2025/04/12 信濃毎日新聞朝刊
 須坂の牧さんの出来事、本紙で知った長野の松宮さん 悲惨な歴史―自分ができる形で残したい

 満蒙開拓団を支える「勤労奉仕隊」として、かつて14歳で満州(現中国東北部)に渡った牧よし子さん(94)=須坂市須坂=の体験を、長野市皆神台の松宮忠さん(76)が詩にした。2月22日付の本紙で牧さんの記事を読み、「いても立ってもいられなくなって」訪ねて話を聞き、イメージを膨らませた。満蒙開拓について詳しく知らずにきた自身の経験から、牧さんの身に起きた出来事を自分ができる形で残したいと考えた。

<「日本(さと)の父母助けてくれと 叫ぶことすら我慢して」>
 上高井郡綿内村(現長野市若穂綿内)出身の牧さんは1945(昭和20)年春、開拓団の農繁期の労力不足を補う奉仕隊に、最年少の一人として加わった。学校の教員に勧められて「半年で帰ってくる旅行気分」で渡満したが、8月9日、ソ連軍の侵攻で生活は一変した。壮絶な逃避行中にはぐれた同じ村出身の同級生は中国残留婦人に。再会できたのは72年の日中国交正常化後だった。

 完成した詩の題は、「満州の空の下」。牧さんらが貨物船で満州へ赴く場面に始まり、決死の逃避行に至る3節。「生きて日本に帰りたいという一心で逃げたのではないか」と松宮さんは思いをはせ、「日本(さと)の父母助けてくれと叫ぶことすら我慢して」という句に切実さを込めた。

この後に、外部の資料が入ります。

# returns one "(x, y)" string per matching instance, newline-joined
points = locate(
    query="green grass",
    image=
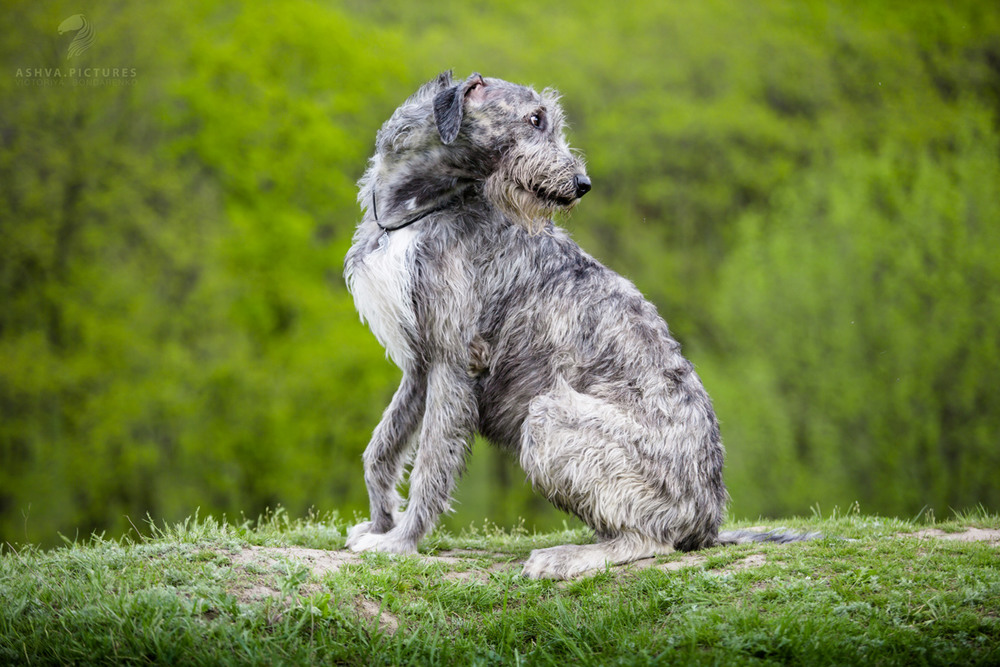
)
(205, 592)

 長電バス(長野市)に運転士として44年勤めた松宮さんは、これまで約840の詩を作り、中には作曲家に依頼して歌にしたものもある。身近に戦争体験を語る人がいなかったこともあり、この詩にも「曲が付き、歌う人が現れ、多くの人に伝わるといい」とも思い描く。

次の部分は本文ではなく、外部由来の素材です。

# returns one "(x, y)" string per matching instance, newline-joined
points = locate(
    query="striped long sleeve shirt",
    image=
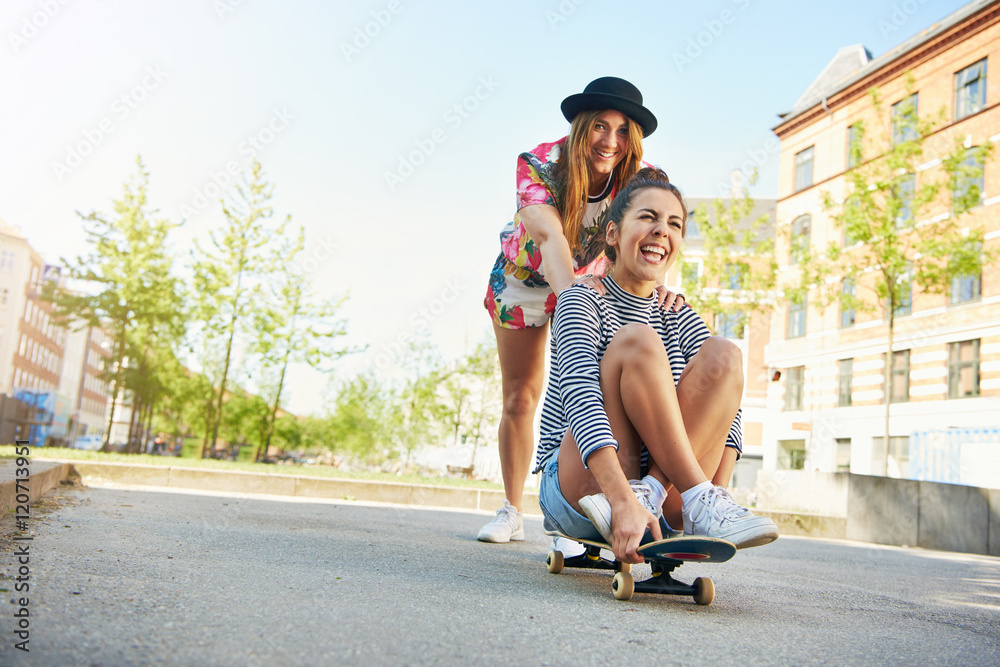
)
(582, 329)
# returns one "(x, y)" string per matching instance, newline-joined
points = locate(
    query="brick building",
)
(51, 370)
(829, 402)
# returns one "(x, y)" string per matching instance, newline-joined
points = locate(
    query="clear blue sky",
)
(333, 96)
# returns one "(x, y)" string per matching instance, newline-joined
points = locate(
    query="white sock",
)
(688, 497)
(659, 493)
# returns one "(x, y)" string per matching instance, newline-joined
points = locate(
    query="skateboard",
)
(663, 556)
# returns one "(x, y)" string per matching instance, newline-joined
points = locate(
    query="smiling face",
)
(647, 240)
(608, 144)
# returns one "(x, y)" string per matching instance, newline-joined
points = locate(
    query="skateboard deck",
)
(663, 556)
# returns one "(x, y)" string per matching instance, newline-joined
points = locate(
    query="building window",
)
(969, 182)
(689, 274)
(803, 168)
(845, 382)
(852, 220)
(848, 288)
(966, 288)
(797, 319)
(730, 325)
(843, 455)
(898, 459)
(904, 120)
(801, 228)
(791, 454)
(970, 89)
(736, 275)
(903, 193)
(795, 382)
(900, 376)
(691, 229)
(963, 369)
(853, 146)
(904, 305)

 「こんな年まで生きるとは思わなかった。今は幸せ」と話す牧さんは、高等科卒業と同時に渡満した当時を「(大人に)言われた通り、信じるしかなかった」と振り返る。逃げる途中、銃で自殺を図る男性や、亡くなった子を背負った母親、親とはぐれた幼子など、極限状態の日本人の姿を見た。松宮さんの詩を前に、「あの悲惨な経験は、絶対に他の人にはさせたくない」と力を込めた。